Supervised on-campus exams ensure academic integrity while testing higher-order thinking skills. You should design these exams as open-book tests that emphasize application and analysis over rote recall. For instance, in a music listening exam, you could ask students to analyze and critique unfamiliar compositions, test their ability to apply theoretical knowledge to new contexts.

Implement Interactive Oral Assessments

To implement this you can prepare a combination of standard and follow-up questions for 10-15 minute assessments. For example, simulate a client meeting where students present and defend a marketing strategy. This way students can articulate their knowledge and respond to dynamic questioning.

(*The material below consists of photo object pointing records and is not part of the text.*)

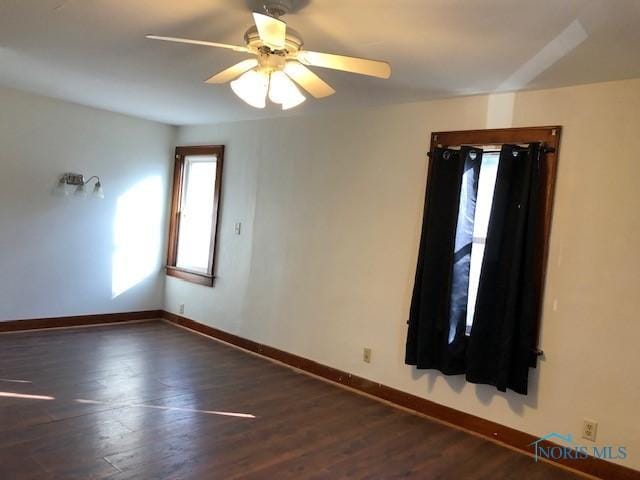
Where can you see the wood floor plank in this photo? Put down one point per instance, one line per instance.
(152, 401)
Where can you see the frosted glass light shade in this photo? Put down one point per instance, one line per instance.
(98, 192)
(61, 189)
(252, 87)
(283, 91)
(81, 191)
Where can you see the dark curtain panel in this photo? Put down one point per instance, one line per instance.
(436, 336)
(501, 345)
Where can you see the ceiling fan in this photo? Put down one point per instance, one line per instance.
(280, 62)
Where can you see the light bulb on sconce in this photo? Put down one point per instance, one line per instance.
(98, 192)
(77, 180)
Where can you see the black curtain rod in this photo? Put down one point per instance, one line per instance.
(545, 149)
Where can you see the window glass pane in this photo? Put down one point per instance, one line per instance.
(486, 187)
(196, 214)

Immediate Feedback Through Class Time Activities

Keep taking frequent, low-stakes assessments. Conduct brief quizzes or drafting exercises during class time, followed by immediate peer or tutor feedback. Maybe start each tutorial with a 10-minute quiz, which is then reviewed collectively as a class. This approach helps reinforce understanding and provides instant feedback. And since the stakes are lower, students are less likely to resort to using AI.

Organize Live Debates and Panel Discussions

For example, host a class debate on current ethical issues in the field, with students rotating as speakers and engaging in rebuttals. Assign roles to students in advance and provide clear grading criteria for participation. This format not only evaluates students’ ability to argue and defend their viewpoints but also encourages active engagement and dynamic learning.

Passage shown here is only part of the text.